FLEET SHIPPED

Vault Synthesizer Eval Suite

─ METHODS ─

Tools, agents, and models used on this project
TASK AGENT / TOOL MODEL / COST
eval harness pytest + custom case loader local / $0
LLM judge Claude Sonnet 4.6 ~$0.04 per case
case authoring hand-curated reference cases local / $0

─ EXPLANATION ─

What is this?

A 10-case binary pass/fail eval suite for the local Qwen3-14B vault synthesizer agent. The cases were derived from open-coding 17 days of production logs (2026-04-24 → 2026-05-10), not from imagined failure modes. The suite catches the failure class that production monitoring missed: silent regressions where the agent reports success while producing zero output.

Why this approach?

Pytest + YAML over Braintrust or Langfuse: at ten cases, platform infrastructure is pure overhead.
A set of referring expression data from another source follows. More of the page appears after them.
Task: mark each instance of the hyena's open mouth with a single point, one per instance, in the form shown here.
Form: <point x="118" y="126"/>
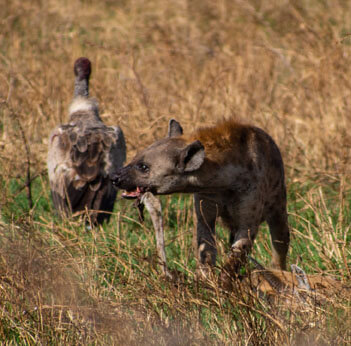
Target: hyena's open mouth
<point x="132" y="194"/>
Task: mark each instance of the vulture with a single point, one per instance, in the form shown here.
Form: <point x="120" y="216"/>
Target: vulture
<point x="81" y="155"/>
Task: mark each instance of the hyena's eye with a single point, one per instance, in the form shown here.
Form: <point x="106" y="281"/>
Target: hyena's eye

Code-based and rubric graders run before any LLM-as-judge, per Hamel’s cost-economics rule. Binary pass/fail over Likert, per the Husain-Shankar canon: Likert scales destroy inter-rater reliability at this scale. The case library is grounded in real-log error analysis, not synthetic generation: the failures the suite guards against actually happened.

What would break?

Three failure modes. Synthesizer prompt drift: a structural change to the underlying synthesis prompt requires re-baselining the whole suite. Mock-input fixtures going stale as the vault evolves: they need a quarterly refresh. And the judge boundary: no active case uses an LLM judge at v1, so if a case is ever promoted to LLM-judge, the model ID has to be pinned explicitly in the case YAML and a --skip-llm-judge flag added for offline runs, or the suite stops being reproducible.

What did I learn?

That evals aren’t really about hallucinations. The failure modes I imagined (hallucinated phase numbers, relation-tag drift, temporal confusion) were the easy cases. The hard case was the one nobody drafts on purpose: the status field that says “ok” while the output is empty. Three layers of monitoring agreed everything was fine while the system underneath them rotted silently for nine days. Error analysis surfaces the failures imagination does not.

─ WHAT THIS DOESN'T YET DO ─

  • Ten cases doesn't catch the long tail: niche concept types (contradictions across SOUL artifacts, EDC canonicalization) can regress invisibly.
  • Sonnet-as-judge introduces ~$0.04/case ongoing cost; full suite ≈ $0.40/run.